On Wed, 5 Jul 2006, php@xxxxxxxxxxxxxxx wrote:
Hello all, According to the PHP Manual, when require or require_once failes, an E_ERROR is triggered: "require() and include() are identical in every way except how they handle failure. include() produces a Warning while require() results in a Fatal Error." (With 'Fatal Error' being a link to E_ERROR). Thing is, when using a custom error handler via set_error_handler(), it appears to be triggering an E_WARNING, not an E_ERROR. Using PHP 5.1.4 under Linux. There are one of three possibilities: I am suffering from a lapse in lucidity (common), the manual is wrong (possible), or PHP is broken somehow (unlikely). I'm guessing it's the first, but what am I doing wrong? I'd like to get a second opinion before submitting a bug.
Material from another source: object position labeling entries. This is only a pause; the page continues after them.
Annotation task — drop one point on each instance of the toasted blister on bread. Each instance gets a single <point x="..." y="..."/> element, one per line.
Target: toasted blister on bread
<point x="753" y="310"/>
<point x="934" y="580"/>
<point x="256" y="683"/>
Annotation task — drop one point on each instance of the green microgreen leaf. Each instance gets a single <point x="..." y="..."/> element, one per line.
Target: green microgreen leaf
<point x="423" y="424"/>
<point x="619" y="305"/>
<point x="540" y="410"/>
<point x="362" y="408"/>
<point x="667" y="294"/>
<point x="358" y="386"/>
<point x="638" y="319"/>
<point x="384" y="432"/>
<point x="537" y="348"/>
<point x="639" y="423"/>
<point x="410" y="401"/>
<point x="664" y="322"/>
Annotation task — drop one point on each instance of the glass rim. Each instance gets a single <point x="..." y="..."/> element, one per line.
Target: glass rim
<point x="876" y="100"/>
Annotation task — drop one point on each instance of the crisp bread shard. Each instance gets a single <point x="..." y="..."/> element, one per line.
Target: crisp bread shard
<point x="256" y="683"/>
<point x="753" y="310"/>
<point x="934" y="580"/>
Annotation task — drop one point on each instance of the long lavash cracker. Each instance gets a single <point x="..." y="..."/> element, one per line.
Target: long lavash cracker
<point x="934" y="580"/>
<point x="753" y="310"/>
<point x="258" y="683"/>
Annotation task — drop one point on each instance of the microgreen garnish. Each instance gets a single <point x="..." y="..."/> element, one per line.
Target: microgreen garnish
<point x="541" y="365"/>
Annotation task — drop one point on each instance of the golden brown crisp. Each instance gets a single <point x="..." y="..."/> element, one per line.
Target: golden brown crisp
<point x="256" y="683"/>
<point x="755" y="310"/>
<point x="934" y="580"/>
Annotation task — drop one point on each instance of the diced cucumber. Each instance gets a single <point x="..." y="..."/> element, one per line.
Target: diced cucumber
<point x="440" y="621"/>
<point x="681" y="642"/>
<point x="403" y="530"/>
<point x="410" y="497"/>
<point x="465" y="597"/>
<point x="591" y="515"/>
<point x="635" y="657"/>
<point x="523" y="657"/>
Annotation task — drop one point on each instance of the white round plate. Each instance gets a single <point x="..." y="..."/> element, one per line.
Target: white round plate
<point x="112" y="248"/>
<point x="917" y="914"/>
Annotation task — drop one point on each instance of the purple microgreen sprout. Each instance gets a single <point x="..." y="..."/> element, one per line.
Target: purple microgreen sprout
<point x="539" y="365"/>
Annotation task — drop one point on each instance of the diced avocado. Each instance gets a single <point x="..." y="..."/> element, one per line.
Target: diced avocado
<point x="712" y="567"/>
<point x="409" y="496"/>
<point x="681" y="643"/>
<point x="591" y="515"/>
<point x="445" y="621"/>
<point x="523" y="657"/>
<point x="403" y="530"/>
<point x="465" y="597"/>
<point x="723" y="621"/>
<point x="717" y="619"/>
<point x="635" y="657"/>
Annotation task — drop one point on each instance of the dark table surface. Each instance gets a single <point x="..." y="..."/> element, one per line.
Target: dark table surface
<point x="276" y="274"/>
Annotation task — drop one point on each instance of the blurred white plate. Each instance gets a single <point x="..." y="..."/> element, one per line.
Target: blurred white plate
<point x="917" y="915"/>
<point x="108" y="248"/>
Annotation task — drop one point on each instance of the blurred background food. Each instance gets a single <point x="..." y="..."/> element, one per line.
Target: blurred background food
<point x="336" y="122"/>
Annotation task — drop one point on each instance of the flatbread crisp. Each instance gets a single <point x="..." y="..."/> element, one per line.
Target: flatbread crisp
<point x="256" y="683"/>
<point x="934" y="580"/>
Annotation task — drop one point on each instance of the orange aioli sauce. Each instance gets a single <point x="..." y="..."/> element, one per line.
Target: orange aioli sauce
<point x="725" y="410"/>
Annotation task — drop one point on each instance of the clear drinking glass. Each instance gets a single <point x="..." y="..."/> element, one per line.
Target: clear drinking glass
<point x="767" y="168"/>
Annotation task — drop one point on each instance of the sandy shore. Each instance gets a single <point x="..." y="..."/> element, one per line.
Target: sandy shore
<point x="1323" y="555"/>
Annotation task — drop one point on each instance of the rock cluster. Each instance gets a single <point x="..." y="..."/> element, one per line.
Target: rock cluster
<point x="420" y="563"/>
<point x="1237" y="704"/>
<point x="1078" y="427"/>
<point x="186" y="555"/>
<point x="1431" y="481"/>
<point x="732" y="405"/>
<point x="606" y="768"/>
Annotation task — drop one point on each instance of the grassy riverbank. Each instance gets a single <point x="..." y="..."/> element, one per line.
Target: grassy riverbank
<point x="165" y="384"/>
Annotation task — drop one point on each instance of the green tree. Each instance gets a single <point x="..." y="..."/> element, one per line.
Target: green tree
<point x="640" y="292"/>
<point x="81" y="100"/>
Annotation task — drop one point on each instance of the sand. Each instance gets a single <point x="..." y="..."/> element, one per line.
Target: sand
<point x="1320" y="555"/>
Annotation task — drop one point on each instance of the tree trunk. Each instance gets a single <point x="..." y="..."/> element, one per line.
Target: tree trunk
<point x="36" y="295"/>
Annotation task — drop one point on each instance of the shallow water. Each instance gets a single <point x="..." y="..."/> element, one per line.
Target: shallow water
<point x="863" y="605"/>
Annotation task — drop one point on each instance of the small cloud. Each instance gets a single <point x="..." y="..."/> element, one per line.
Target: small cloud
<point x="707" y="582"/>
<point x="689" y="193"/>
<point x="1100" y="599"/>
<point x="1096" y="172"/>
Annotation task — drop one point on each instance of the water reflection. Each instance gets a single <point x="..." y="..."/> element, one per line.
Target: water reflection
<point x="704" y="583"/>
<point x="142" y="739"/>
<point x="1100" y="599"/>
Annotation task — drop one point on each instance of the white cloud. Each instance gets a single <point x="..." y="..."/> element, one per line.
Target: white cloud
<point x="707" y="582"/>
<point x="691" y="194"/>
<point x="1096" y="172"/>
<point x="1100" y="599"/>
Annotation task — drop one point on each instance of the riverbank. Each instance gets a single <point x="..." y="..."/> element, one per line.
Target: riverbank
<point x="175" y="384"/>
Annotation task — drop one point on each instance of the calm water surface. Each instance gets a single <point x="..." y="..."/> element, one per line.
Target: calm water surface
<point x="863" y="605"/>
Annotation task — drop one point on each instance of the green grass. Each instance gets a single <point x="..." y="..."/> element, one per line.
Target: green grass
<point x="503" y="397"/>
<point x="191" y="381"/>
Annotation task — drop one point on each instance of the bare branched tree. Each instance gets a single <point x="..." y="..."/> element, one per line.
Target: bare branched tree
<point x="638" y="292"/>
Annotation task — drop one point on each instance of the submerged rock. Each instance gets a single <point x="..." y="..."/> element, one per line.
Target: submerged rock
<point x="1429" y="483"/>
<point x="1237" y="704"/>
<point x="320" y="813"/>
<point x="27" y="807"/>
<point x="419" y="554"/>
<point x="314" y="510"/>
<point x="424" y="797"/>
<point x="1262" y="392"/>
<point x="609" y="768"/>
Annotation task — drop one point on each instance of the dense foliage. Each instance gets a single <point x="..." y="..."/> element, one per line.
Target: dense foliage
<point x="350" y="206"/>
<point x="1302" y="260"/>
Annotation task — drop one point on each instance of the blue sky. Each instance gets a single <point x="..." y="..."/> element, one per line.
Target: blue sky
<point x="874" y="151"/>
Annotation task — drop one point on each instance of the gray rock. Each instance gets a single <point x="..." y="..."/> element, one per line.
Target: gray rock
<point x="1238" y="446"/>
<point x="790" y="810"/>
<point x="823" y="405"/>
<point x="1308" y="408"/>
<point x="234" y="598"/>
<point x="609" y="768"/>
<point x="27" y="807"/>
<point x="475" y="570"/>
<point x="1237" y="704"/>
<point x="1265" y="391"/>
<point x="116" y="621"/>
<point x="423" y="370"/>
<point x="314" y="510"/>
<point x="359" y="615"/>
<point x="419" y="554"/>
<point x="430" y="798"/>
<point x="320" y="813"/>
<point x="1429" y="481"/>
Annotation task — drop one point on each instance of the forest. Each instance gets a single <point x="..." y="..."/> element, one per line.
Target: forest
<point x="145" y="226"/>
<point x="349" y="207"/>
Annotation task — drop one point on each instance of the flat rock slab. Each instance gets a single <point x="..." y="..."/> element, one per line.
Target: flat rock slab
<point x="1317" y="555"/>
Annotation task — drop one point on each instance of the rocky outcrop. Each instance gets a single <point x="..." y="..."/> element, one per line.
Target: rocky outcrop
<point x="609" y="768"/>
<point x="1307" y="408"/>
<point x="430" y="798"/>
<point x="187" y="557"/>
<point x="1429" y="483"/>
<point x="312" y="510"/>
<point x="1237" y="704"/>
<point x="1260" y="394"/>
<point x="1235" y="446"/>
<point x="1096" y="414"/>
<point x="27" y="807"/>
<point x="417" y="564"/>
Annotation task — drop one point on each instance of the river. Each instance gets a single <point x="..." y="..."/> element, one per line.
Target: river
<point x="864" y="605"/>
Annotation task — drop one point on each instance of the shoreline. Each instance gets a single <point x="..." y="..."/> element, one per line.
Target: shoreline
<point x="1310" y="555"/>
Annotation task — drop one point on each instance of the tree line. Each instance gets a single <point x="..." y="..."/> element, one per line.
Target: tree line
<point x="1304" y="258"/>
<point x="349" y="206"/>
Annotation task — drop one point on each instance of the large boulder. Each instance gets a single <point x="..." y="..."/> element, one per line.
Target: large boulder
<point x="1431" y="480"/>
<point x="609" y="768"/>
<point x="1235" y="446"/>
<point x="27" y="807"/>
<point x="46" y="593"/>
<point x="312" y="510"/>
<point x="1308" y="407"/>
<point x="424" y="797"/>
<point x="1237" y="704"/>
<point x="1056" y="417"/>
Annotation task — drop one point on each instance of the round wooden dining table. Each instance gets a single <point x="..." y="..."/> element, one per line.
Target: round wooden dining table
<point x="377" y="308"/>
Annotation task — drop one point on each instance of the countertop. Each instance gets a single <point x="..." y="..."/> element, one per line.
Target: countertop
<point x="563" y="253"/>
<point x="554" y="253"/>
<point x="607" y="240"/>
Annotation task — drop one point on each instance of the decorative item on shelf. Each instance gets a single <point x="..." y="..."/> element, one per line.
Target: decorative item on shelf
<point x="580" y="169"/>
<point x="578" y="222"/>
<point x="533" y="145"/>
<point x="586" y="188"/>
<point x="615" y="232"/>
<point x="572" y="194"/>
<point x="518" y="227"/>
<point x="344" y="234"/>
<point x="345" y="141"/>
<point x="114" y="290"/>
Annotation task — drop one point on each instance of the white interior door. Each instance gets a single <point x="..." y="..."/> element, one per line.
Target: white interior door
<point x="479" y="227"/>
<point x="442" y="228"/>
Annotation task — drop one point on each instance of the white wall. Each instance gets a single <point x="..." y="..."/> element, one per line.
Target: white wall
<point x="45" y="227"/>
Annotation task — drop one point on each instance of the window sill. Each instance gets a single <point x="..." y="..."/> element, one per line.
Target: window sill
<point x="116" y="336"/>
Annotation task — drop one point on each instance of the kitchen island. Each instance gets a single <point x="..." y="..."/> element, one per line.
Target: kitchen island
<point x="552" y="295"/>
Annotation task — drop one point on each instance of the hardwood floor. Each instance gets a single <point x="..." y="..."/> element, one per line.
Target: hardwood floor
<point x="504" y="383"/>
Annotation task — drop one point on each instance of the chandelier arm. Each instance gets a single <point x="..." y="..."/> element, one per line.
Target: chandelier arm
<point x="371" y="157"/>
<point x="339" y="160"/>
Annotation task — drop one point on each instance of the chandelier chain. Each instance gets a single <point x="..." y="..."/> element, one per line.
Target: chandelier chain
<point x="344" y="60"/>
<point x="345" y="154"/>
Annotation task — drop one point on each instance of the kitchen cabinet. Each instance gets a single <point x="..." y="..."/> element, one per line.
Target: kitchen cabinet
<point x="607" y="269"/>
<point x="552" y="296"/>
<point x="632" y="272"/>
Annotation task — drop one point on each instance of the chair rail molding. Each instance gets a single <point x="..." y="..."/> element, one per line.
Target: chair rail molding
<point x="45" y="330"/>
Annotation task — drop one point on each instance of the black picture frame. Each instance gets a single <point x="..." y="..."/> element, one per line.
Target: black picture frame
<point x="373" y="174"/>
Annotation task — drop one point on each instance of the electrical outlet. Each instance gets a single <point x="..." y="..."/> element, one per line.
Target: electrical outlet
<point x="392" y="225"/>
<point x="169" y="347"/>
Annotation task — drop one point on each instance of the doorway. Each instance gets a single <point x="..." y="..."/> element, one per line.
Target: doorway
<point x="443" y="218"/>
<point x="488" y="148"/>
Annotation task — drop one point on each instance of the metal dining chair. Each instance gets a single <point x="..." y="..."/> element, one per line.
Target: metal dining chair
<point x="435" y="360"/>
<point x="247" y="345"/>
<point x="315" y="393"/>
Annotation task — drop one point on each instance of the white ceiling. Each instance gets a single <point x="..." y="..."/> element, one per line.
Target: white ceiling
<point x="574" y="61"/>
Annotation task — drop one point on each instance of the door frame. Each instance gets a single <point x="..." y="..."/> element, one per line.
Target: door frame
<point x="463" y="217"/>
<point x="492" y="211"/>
I searched bugs.php.net but was unable to find anything relevant for 5.1.4. Code: function default_error_handler($code, $error, $file, $line) { switch ($code) { case E_ERROR: die ("Error: $error"); case E_WARNING: die("Warning: $error"); default: die("Something else entirely: $error"); } }
What happens if you put breaks after the die()? This shouldn't be necesary, but it wouldn't hurt to try. ;-)
As I see in the example of the PHP manual, a break is put even after an exit(1) call.
set_error_handler('default_error_handler'); require('This file does not exist. At least not here!');
Have you tried this handler with something more fatal, like a missing semi-colon or a } missmatch?